Community and traditional knowledge: Local knowledge is a key component of the body of evidence used to inform an environmental assessment. Whether this is traditional knowledge, an awareness of environmental factors that may not be apparent to non-local contractors, or an understanding of how the community will react to a particular project, local knowledge should be actively sought out for the assessment.
Longitudinal data: Several groups suggested that the assessment process continue after construction has started, and even after it is finished. By keeping a long record of the environmental impact of a project (particularly large projects), there is a stronger body of evidence that can be used when making future assessment decisions. Continuous monitoring also makes the long-term sustainability of a project a high priority, and participants felt that this is important for new infrastructure.
Robust record keeping: Having a consistent and detailed way to maintain records allows for straightforward comparison between similar projects. This allows for statistical methods to be used to roughly evaluate the intensity of environmental assessment needed for a particular project, and is also important for process transparency.
Assessment at several scales: Assessing projects in isolation may not provide the complete picture necessary to make a robust decision, particularly if there are other projects proposed or underway in the vicinity. Considering the impact of a project on the local as well as regional scales will ensure that sound decisions are made.
Public advocacy has become an increasingly visible part of scientists' work, particularly in reaction to policies enacted by the Harper government. Recently, over 1700 early career researchers (graduate students, post doctoral fellows, and assistant professors) signed a letter calling on the Trudeau government to ensure the transparency and rigour of environmental and regulatory policy. (I am one of the signatories.) The success of the letter and the wide range of Canadian scientists who signed it are clear evidence that there is a cohort of young scientists who are eager to share their expertise with policy makers and the public.
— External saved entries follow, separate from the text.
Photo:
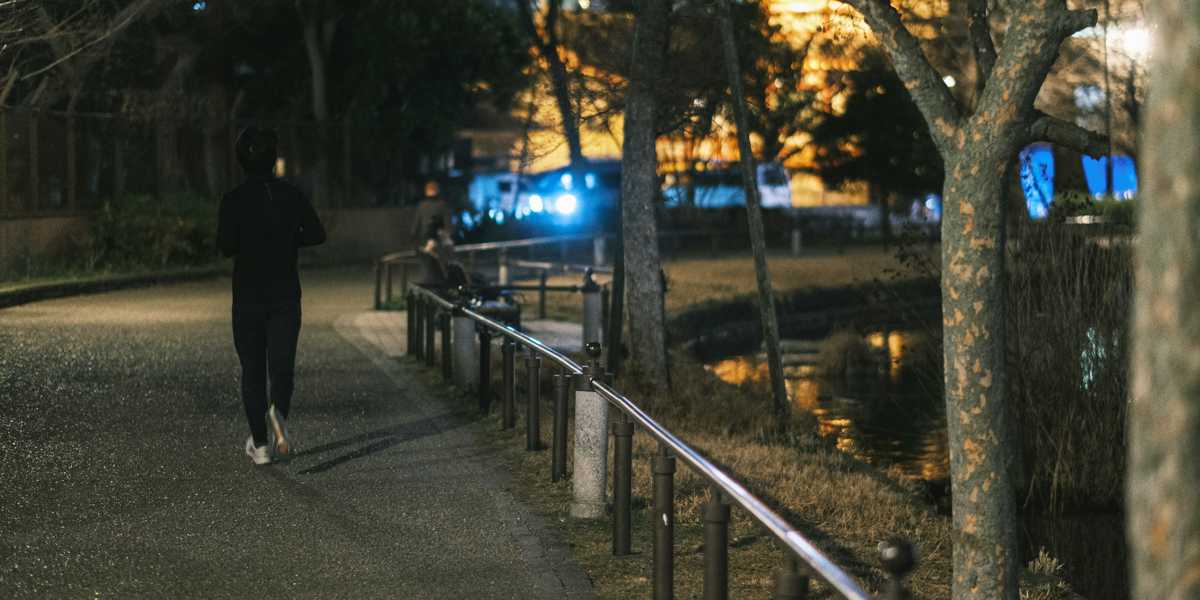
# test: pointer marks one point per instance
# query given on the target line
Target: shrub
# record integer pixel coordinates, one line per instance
(135, 232)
As the scientific community shifts to making peer-reviewed research more accessible through preprint sites, open access journals, and institutional repositories, this cohort understands the importance of open and transparent science.
The recent approval of the Kinder Morgan Trans-Mountain Pipeline Extension shows that the current process is insufficiently transparent. There is widespread opposition to the pipeline, largely due to indigenous peoples’ opposition to the pipeline crossing through their territory. There are also concerns that the environmental data used to make the decision was insufficient, and scientists point to the lack of publicly available research on specific risks associated with the increased capacity of the pipeline, including bitumen spills in the ocean. Reworking the assessment process to put transparency and scientific rigour at the centre of the process would help increase Canadians' confidence that infrastructure projects are approved on the basis of evidence, not lobbying. The Canada-wide consultations are providing a solid body of evidence for the panel to consider, and hopefully their work will result in a reinvigorated process that focuses on transparency, sustainability, and scientific evidence.
Stephanne Taylor is a physicist with a passion for science policy. She recently finished a PhD in physical oceanography at McGill University, and has done research in gravitational physics and Martian geochemistry. Her winding academic path mirrors her wide-ranging curiosity about the natural world. She writes mostly about physics, environmental science, Canadian politics, and weird invertebrates.